Ristić's lawyer Zora Dobričanin-Nikodinović stated that this was a "great day for justice in Serbia" and that Ristić was "sacrificed not because of justice but politics", i.e. Ristić's close relations with sacked Gendarmerie commander Bratislav Dikić.

Panić's mother Smilja commented: "He was not killed by the Ustashe, but by Serbia. My thanks to the state and the judiciary".

=== Legacy ===
On 29 July 2009, the first anniversary of Panić's encounter with the police, the SNP 1389, a far-right movement with ties to the Serbian Progressive Party, blanketed Belgrade with "Who killed Ranko Panić?" posters.

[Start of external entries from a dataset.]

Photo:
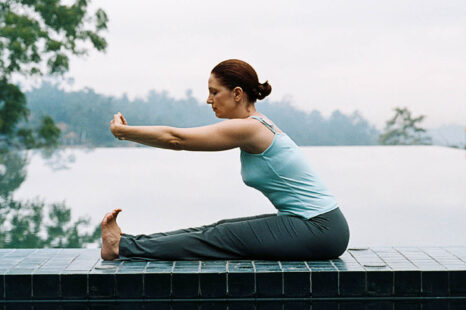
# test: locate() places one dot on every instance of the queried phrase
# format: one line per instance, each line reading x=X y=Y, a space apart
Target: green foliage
x=22 y=225
x=403 y=129
x=37 y=37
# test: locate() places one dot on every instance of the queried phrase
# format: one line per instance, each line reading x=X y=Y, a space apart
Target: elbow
x=175 y=144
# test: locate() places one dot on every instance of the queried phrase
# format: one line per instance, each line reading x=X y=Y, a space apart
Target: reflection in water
x=275 y=305
x=33 y=223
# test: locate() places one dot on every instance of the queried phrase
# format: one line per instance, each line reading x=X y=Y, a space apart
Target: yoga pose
x=309 y=223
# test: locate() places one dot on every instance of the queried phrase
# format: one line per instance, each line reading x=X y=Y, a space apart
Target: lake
x=390 y=195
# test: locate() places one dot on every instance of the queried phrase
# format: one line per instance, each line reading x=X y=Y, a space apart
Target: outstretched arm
x=217 y=137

In 2009, Pravda, a tabloid closely aligned with the Radical and later the Progressive Party, published a book by journalist Predrag Jeremić detailing Panić's life called Uhapšena istina – od Sretenja do Preobraženja (The Truth Under Arrest – from the Presentation to the Transfiguration). The name refers to the dates of the two Orthodox holidays, coinciding with the dates of Panić's birth and burial. The introduction was written by Aleksandar Vučić.

Vučić has organized commemorations of Ranko Panić's encounter with the police at Republic Square on the first and second anniversary in 2009 and 2010. In 2009, Vučić promised to honor Panić with a street name. On the fourth anniversary in 2012, he made a public visit to Panić's mother Smilja. In 2013, the commemoration was attended by high ranking Progressive Party member Nebojša Stefanović.

Vučić has repeatedly accused the Democratic Party leadership under Boris Tadić, as well as the Cvetković cabinet, both of hiding evidence of Panić's assailant and of under-reporting the incident. Since the Socialist Party of Serbia formed a coalition with the Progressives, Dačić has also accused the Democrats and highlighted their connection to former Gendarmerie leader Bratislav Dikić. These accusations were compiled in 2018 by Istinomer, a Serbian project based on PolitiFact.